Sarita Choudhury and Logan Marshall-Green in And Just Like That‘s final episode Craig Blankenhorn—HBO Max

Can’t you just picture Samantha shaking her head at the inanity of not just the Band-Aids King slaps on these problems in AJLT’s closing montage, but of so many of the problems themselves? How tiresome monogamy, married or otherwise, always seemed to her. It was a perspective SATC’s group of navel-gazing, overanalysis-prone girlfriends sorely needed. Not that Samantha wasn’t self-involved. But if a man ever stopped enhancing her existence, she didn’t catastrophize; she moved on. For Samantha, life was less about finding security or preventing loneliness or fusing her soul with that of another person than it was about the pursuit of pleasure in all things—personal, professional, sexual. She didn’t need some guy to keep her entertained. She saw no reason to make romance her be-all, end-all when her friendships gave her all the love she needed. Which is to say that, like approximately zero other women in the history of the romance genre, she understood herself to be a complete, sovereign human being.

It took three decades, nine seasons’ worth of two different series, and a pair of excruciating movies for Carrie to so much as approach the place where Samantha started. “I have to stop thinking maybe a man and start accepting maybe just me,” Carrie tells Charlotte. “It’s not a tragedy.” This decision throws Carrie’s flimsiness, as the lead character of a franchise three generations of women have absorbed into their own identities, into relief. I laughed out loud when, in the finale, she instructed Adam to make her garden “more wild, free… something more me.” Because, well, is she those things? Was she ever? Outside of her dual obsessions, with relationships and shoes, what defines her? We know what makes a Charlotte (traditionalism), a Miranda (ambition), and certainly a Samantha. But when you take away the wardrobe, the laptop, the love triangle, Carrie becomes as much a cipher as the nameless woman in her book.

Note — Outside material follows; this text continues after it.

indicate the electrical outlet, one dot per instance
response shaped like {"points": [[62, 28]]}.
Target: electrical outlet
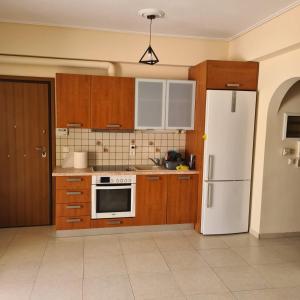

Sarah Jessica Parker in the series finale of And Just Like That Craig Blankenhorn—HBO Max

Maybe that’s intentional on King’s part; maybe Carrie was always a screen for viewers to project our aspirations and insecurities on. Or hey, maybe SATC’s Manhattan was a single woman’s version of the island in Lost—a transitional place the characters had to return to in AJLT because they’d yet to have the epiphany that would liberate them from the tyranny of romance. Having long since achieved that enlightenment, Samantha got to ascend (i.e., move to London. This is not a perfect metaphor!) Now, here comes Carrie. Charlotte will die on this imaginary island of marriage-oriented women; its denizens will worship at her grave. To really belabor the Lost analogy, Miranda’s queerness has unlocked a whole different, parallel-universe island.

At the end of an initially fun final season that petered out in a series of short, insubstantial episodes around the time Aidan exited, it’s a shame we’re saying goodbye to Carrie just when she’s positioned to gain some depth. If I may presume to speak for Ms. Jones, I figure she’d be disappointed, too, that her friend’s story is ending right when it could really begin. Watch “Party of One” carefully and you’ll notice the closing image isn’t yogurt-ad Carrie. It’s a mirror in her hallway, reflecting the expensive, empty home that she never got around to making her own.